冬キャンプをはじめるときの不安要素といえば、「寒さ」がダントツで一位でしょう。しかし冬用の高性能なダウンシュラフを家族分買いそろえるとなると、高級テントが買えるような出費に……。そこで「買わなくていい方法」を考案、実践してみました。


記事中画像撮影:筆者
※こちらで紹介するアイデアは、あくまで個人の実体験によるものです。少しでも不安な方は、しっかりと対策を講じて冬キャンプを楽しんでください

冬キャンプの難敵は就寝中の寒さ

出典:PIXTA
初心者キャンパーが冬キャンプに挑戦する際、もっとも高いハードルとなるのが「就寝中の寒さ」。

起きている間は焚き火などで暖かくとも、寝袋に入ってからの深夜から早朝の冷え込みは非常に厄介です。克服するにはどうしたらいいんでしょう?

高性能シュラフがあれば万事OKですが…

出典:mont-bell
いちばんシンプルな克服方法は、高性能なシュラフを使うこと。写真はモンベルの「ダウンハガー650 #0」ですが、使用可能となる温度の下限はなんと-14℃! これを家族分買いそろえればバッチリですね……って、4人家族で15万円を超える出費になってしまいます。

これは高級テントの代名詞・ヒルバーグの4人用テントに手が届きそうな金額ですから、やはり冬キャンプのハードルは高いと言わざるを得ません。なんとか出費を抑えて、冬キャンプにおける就寝中の寒さを克服できないものでしょうか。


まず基本は「底冷え」をシャットアウト

マットはマスト!

撮影:筆者
どんなシュラフを使おうとも、冷えは地面からやってきます。夜更けに地面自体の温度が下がるということもありますが、シュラフは体温で膨らみ、空気の断熱層をつくることで保温するので、ペチャンコになる地面側は冷たく感じられるんです。

そこで必要となるのがマット。
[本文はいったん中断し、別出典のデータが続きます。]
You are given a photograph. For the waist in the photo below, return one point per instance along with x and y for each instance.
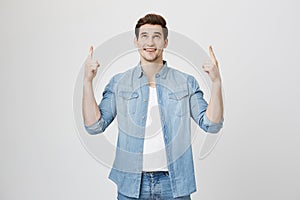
(155, 173)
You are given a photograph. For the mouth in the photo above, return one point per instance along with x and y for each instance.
(150, 50)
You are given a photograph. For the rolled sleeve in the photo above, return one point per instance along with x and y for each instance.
(211, 127)
(97, 127)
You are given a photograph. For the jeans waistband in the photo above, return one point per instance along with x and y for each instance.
(155, 173)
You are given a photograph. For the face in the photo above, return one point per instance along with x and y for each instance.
(151, 43)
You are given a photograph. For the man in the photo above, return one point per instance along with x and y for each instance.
(153, 90)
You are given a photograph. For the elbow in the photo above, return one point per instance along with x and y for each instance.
(212, 127)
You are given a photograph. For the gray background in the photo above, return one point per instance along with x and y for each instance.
(44, 43)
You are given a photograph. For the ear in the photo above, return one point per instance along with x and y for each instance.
(135, 42)
(166, 43)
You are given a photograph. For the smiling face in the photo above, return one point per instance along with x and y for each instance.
(150, 43)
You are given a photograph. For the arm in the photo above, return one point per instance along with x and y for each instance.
(96, 117)
(214, 110)
(208, 116)
(90, 109)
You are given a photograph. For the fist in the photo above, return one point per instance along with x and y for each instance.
(91, 66)
(211, 67)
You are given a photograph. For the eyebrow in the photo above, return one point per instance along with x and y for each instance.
(143, 33)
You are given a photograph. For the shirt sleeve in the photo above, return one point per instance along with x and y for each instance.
(107, 109)
(198, 107)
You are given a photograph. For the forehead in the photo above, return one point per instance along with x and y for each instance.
(150, 28)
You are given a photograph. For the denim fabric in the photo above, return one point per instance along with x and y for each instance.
(180, 99)
(155, 186)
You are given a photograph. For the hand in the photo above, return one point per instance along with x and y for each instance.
(211, 67)
(91, 66)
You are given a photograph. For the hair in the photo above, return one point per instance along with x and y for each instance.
(153, 19)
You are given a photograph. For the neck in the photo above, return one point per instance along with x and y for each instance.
(151, 68)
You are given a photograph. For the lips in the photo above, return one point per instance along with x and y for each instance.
(150, 49)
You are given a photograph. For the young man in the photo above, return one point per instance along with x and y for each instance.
(153, 160)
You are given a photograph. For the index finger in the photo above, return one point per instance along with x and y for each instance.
(91, 52)
(212, 55)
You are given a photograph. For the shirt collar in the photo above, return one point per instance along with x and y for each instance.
(162, 72)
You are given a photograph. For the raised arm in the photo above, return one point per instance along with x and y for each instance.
(90, 110)
(214, 110)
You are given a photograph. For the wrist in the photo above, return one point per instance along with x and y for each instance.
(217, 82)
(87, 81)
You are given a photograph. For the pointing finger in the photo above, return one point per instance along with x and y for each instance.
(91, 52)
(212, 56)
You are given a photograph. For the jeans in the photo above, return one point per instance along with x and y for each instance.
(155, 186)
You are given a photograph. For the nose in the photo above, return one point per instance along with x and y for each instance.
(150, 41)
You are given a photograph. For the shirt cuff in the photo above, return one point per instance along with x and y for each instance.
(95, 128)
(212, 127)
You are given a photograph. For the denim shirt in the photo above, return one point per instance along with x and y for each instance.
(179, 100)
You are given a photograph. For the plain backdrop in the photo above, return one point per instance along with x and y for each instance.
(44, 44)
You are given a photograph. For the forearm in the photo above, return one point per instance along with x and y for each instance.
(90, 110)
(214, 110)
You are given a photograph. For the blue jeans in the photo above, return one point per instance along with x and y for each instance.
(155, 186)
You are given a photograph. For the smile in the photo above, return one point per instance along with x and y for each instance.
(150, 49)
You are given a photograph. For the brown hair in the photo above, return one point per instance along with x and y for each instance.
(153, 19)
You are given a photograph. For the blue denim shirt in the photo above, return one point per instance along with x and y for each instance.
(179, 100)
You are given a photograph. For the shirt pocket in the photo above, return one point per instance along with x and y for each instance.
(127, 101)
(178, 101)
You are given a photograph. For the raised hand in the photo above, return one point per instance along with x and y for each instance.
(211, 67)
(91, 66)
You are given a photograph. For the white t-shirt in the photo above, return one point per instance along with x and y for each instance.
(154, 146)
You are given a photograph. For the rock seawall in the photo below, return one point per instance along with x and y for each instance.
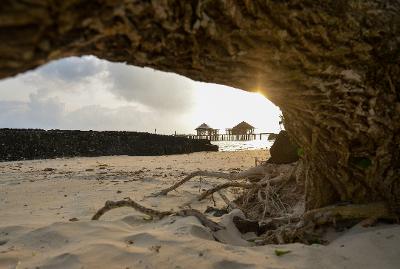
(28, 144)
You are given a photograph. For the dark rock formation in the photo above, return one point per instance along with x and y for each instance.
(331, 65)
(283, 150)
(27, 144)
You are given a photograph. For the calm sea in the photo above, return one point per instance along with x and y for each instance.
(243, 145)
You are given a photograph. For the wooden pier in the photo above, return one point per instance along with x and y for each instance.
(229, 137)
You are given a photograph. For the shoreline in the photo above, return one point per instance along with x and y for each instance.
(46, 206)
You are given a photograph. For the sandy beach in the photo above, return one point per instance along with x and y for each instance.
(46, 206)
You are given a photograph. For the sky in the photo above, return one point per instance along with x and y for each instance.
(87, 93)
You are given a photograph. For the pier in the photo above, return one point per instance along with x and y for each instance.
(230, 137)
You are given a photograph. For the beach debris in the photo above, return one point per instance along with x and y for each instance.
(128, 202)
(281, 252)
(155, 248)
(49, 169)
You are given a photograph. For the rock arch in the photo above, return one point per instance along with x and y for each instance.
(331, 66)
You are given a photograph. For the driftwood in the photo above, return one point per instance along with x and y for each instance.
(127, 202)
(192, 175)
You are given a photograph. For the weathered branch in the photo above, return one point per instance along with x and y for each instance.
(127, 202)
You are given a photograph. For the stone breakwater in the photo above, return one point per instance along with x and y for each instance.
(28, 144)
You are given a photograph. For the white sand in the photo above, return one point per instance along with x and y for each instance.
(36, 205)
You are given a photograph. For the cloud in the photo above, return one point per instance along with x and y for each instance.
(33, 114)
(72, 69)
(157, 90)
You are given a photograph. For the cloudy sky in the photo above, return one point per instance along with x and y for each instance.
(91, 94)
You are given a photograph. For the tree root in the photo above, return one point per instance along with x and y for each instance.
(224, 186)
(127, 202)
(331, 214)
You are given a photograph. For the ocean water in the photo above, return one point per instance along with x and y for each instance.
(243, 145)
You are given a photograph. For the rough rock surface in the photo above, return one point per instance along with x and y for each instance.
(332, 67)
(28, 144)
(283, 150)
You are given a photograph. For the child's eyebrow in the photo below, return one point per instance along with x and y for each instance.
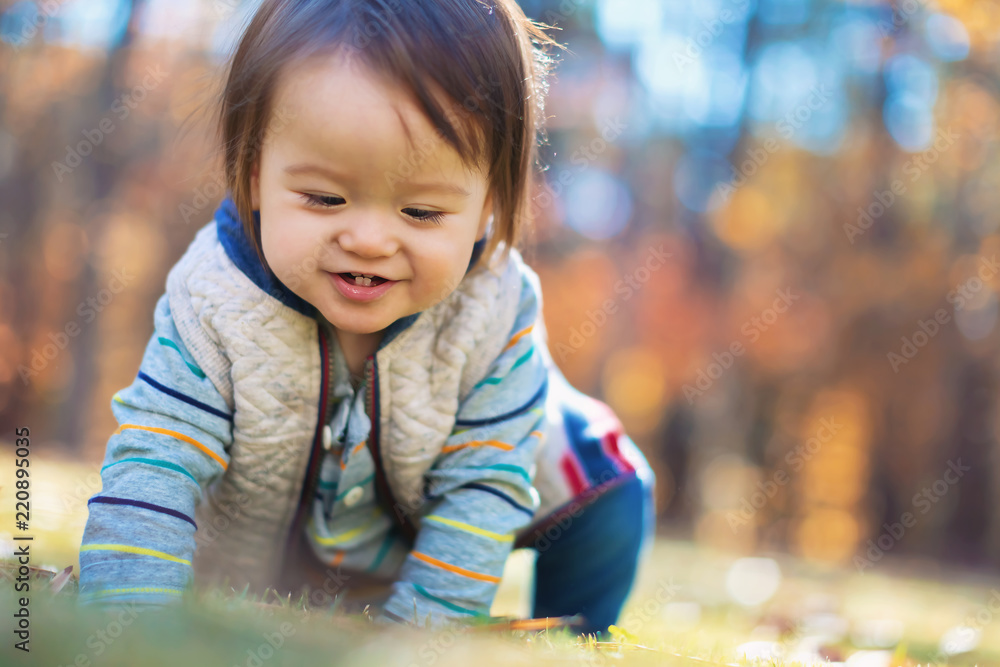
(446, 188)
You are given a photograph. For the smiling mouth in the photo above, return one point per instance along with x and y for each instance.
(363, 279)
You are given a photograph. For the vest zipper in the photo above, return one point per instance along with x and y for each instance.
(315, 456)
(381, 483)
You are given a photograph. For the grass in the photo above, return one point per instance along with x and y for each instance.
(680, 612)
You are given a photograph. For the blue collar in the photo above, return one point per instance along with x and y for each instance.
(239, 249)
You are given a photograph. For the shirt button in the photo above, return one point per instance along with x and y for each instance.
(353, 496)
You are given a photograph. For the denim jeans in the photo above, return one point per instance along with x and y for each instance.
(589, 567)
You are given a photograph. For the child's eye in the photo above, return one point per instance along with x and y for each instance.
(424, 215)
(322, 201)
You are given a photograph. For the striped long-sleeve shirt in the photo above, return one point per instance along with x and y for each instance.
(173, 442)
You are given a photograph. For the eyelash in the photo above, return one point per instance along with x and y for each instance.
(318, 201)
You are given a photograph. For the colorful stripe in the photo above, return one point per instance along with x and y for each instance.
(200, 374)
(142, 551)
(358, 447)
(361, 483)
(610, 442)
(514, 413)
(478, 443)
(518, 336)
(573, 474)
(183, 397)
(585, 442)
(444, 603)
(347, 536)
(498, 494)
(454, 568)
(470, 528)
(179, 436)
(499, 378)
(508, 468)
(111, 500)
(153, 462)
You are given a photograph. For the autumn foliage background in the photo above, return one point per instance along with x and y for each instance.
(766, 240)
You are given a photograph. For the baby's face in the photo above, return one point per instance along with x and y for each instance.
(342, 191)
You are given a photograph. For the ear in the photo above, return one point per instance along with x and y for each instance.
(255, 187)
(486, 216)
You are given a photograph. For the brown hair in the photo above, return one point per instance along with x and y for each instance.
(490, 61)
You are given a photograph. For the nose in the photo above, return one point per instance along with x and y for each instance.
(369, 235)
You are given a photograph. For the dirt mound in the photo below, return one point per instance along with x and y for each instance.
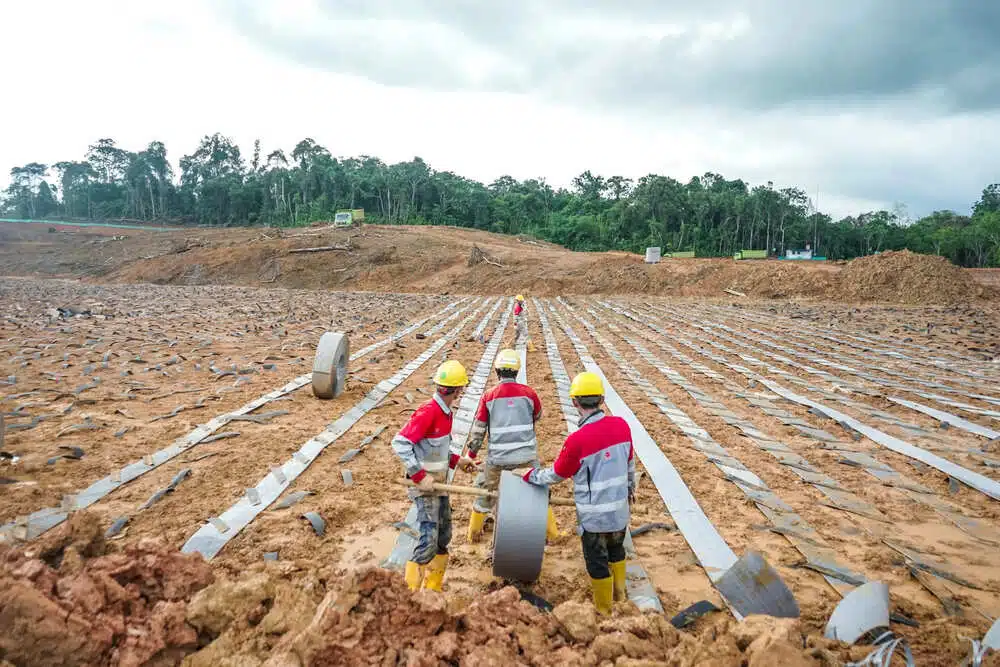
(906, 277)
(445, 260)
(63, 602)
(372, 619)
(120, 609)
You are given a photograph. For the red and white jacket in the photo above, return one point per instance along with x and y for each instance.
(600, 459)
(507, 412)
(424, 443)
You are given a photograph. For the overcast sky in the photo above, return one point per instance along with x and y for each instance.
(865, 102)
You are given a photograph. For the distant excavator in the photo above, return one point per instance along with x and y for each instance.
(349, 217)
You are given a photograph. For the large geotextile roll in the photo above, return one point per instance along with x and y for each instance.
(330, 366)
(522, 512)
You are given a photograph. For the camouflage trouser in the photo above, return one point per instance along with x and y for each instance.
(434, 524)
(489, 479)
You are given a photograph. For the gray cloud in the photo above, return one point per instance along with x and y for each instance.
(791, 53)
(754, 67)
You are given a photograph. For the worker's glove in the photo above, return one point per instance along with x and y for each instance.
(423, 481)
(524, 473)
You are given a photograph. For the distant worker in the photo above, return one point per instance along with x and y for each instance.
(520, 321)
(599, 458)
(424, 446)
(508, 413)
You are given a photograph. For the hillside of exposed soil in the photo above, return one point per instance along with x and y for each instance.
(451, 260)
(76, 600)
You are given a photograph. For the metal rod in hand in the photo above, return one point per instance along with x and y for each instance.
(475, 491)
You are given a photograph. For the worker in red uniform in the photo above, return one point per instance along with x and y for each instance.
(520, 320)
(599, 458)
(424, 446)
(507, 414)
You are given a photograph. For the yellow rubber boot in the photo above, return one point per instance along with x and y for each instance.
(551, 528)
(476, 520)
(435, 573)
(618, 575)
(603, 593)
(414, 575)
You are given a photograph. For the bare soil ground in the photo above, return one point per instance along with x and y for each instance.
(436, 260)
(96, 375)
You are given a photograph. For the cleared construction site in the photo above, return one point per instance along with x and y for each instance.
(173, 490)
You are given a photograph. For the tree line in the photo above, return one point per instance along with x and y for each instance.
(709, 214)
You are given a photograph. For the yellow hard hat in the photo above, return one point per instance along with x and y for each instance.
(451, 374)
(586, 384)
(508, 360)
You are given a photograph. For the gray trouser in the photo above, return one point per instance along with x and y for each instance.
(434, 523)
(489, 479)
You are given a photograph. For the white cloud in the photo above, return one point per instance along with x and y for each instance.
(143, 71)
冬キャンプもそれなりにやっている方なら、地面から距離を取れるコットだけで寝て結局すごく寒く寒かった……って失敗は、実体験としてあることでしょう。

財布にやさしい銀マット

撮影:筆者
空気を入れるタイプや折りたたむタイプなど、キャンプ用のマットは数多く存在しますが、コスパを最優先するならいわゆる銀マットが最強でしょう。写真は厚さが15mmの極厚タイプで購入価格は1枚2,000円ちょっと。数千円で家族全員分のマットが用意できました。

コンパクト性に乏しく、車載時にいつも悩まされますが、底冷え防止性能に不満はありません。

これまでに体験した失敗パターン

出典:Amazon
まず筆者が使っているシュラフを紹介しておくと、コールマンの「パフォーマー2」です。快適な使用温度は5℃というスペックで、経験上は最低気温が10℃ぐらいまでなら快適、5℃だと寒く感じられます。

これまで、このパフォーマー2でさまざまな寒さ対策をしてきました。結論を言ってしまうと、今では氷点下の冬キャンプでも快適に使用できていますが、その前に試行錯誤時の失敗パターンから紹介していきます。

湯たんぽは朝方にパワーダウン

撮影:筆者
とにかく目先の寒さを回避したくて、採用したのが湯たんぽ。足元に忍ばせておくとシュラフに入った瞬間は極楽でした。

しかし朝方にはぬる~くなってしまい、同時に首~肩まわりを漂う冷気をどうすることもできず、完敗の冬キャンプに……。

エマージェンシーシートはびしょ濡れに

撮影:筆者
アルミを蒸着させたエマージェンシーシート。災害時に活躍している様子をニュースなどで見かけたことがあるはずです。これなら寒さに耐えられるんじゃないかと試してみたことも。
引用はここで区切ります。